Needless to say, my internal hysteria over the one off session was mitigated significantly by looking (a little proudly I have to say) over my efforts over the past 8 weeks. Lots of hours, a fair bit of sacrifices, a lot of hard work and pushing your body just that "little bit more" when needed......but I think we're getting there :) and I know the hard stuff is yet to come. Exciting!

Making it happen


Damn straight. I turn 30 in a couple of months and everyone tells me this is supposed to have some profound impact on me, that I'm apparently going to wake up the morning of my birthday and "feel differently" and suddenly my goalposts will shift and I will have a burning urge to navigate my way towards a husband, children and a house in the suburbs with a kitchen that has matching cutlery, a MixMaster and one of those industrial fridges with the ice maker in the front door.

Unlikely.

What I do know is that there has been some significant changes in my life leading up to this milestone birthday of 30. Priorities have shifted (just none that involve the above mentioned suburban dream); my attitude has changed and my outlook on life is different in one enormous way.

Right now, at age 29 and 10 months, I freaking love my life.

I love so many parts of my life and am so grateful for the opportunities and experiences I have.  There is no luck involved; I didn't wake up one day to this and think "what a nice surprise!" There are no shortcuts, no quick hints and no easy steps to happiness - just a lot (a LOT) of hard work and wanting what you want badly enough to work for it.

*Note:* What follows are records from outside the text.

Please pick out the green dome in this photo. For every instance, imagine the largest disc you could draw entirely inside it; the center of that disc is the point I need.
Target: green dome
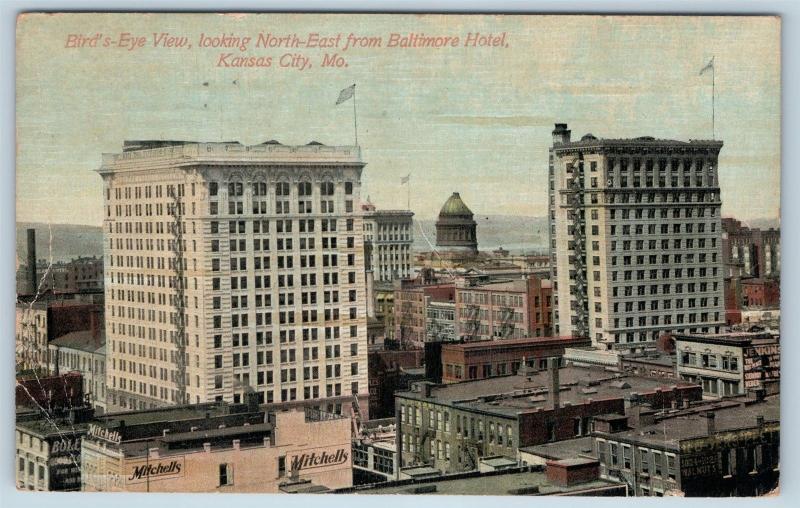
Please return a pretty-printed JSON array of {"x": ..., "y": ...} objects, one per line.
[{"x": 454, "y": 206}]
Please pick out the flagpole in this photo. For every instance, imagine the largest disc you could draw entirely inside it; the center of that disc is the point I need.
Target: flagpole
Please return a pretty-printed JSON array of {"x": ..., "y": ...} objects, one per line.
[
  {"x": 713, "y": 110},
  {"x": 355, "y": 116},
  {"x": 408, "y": 188}
]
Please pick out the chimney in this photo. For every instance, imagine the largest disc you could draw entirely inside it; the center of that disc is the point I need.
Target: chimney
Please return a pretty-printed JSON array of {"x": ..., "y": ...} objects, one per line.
[
  {"x": 711, "y": 423},
  {"x": 95, "y": 322},
  {"x": 33, "y": 282},
  {"x": 555, "y": 385},
  {"x": 561, "y": 134}
]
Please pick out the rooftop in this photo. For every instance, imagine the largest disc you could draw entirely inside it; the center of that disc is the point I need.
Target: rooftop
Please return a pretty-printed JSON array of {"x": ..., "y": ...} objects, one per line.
[
  {"x": 454, "y": 206},
  {"x": 519, "y": 481},
  {"x": 511, "y": 395},
  {"x": 82, "y": 340},
  {"x": 690, "y": 424},
  {"x": 566, "y": 341},
  {"x": 561, "y": 450},
  {"x": 157, "y": 154},
  {"x": 730, "y": 338}
]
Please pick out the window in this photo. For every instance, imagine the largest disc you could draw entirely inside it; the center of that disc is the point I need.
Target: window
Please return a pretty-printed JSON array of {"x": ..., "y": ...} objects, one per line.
[
  {"x": 225, "y": 474},
  {"x": 281, "y": 466}
]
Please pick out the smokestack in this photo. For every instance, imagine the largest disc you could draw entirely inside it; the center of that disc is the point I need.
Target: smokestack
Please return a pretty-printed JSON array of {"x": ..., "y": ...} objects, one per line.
[
  {"x": 32, "y": 277},
  {"x": 94, "y": 322},
  {"x": 561, "y": 134},
  {"x": 711, "y": 423},
  {"x": 555, "y": 385}
]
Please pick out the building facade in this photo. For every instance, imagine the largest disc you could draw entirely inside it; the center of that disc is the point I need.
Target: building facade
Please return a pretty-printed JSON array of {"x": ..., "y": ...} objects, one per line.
[
  {"x": 504, "y": 310},
  {"x": 755, "y": 252},
  {"x": 635, "y": 238},
  {"x": 83, "y": 352},
  {"x": 451, "y": 427},
  {"x": 488, "y": 358},
  {"x": 732, "y": 451},
  {"x": 231, "y": 268},
  {"x": 50, "y": 316},
  {"x": 730, "y": 363},
  {"x": 48, "y": 448},
  {"x": 391, "y": 234},
  {"x": 456, "y": 230},
  {"x": 411, "y": 298},
  {"x": 440, "y": 320},
  {"x": 238, "y": 449}
]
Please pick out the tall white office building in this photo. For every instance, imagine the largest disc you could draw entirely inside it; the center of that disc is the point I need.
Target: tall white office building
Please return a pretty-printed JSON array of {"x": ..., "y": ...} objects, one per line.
[
  {"x": 635, "y": 238},
  {"x": 233, "y": 269}
]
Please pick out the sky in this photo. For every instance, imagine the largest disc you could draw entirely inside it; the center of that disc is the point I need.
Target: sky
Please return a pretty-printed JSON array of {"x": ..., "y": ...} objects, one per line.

I am happy; confident; motivated; committed; excited; fit; healthy; strong. I am committed, resolutely, to training and am seeing the results. No missed sessions, no excuses, no trade-offs, no quick fixes. Just solid, consistent hard work and listening, learning and discovering along the way.

I feel tough, mentally tough. I'm ready to race, I'm ready to 'embrace the pain' and push through to the other side. Most importantly, I'm ready to race myself. I am my biggest competitor.

By far the biggest thing, the biggest change in me right now at age 29 and 10 months, is that I believe in myself. I believe I can do this, whatever "this" is. It doesn't matter. The goalpost changes every day, whether it's getting through a 3k set in the pool, a 15km run or a long ride. It doesn't matter what "it" is. What matters is that you don't give up, you stay focussed and you trust, you believe, that you can do it. You will get through, no excuses, no complaints and no giving up. Because I'm better than that. You're better than that.

There's a big difference between interest and commitment; when you're interested in doing something, you do it only when it's convenient. When you're committed to something, you accept no excuses - only results.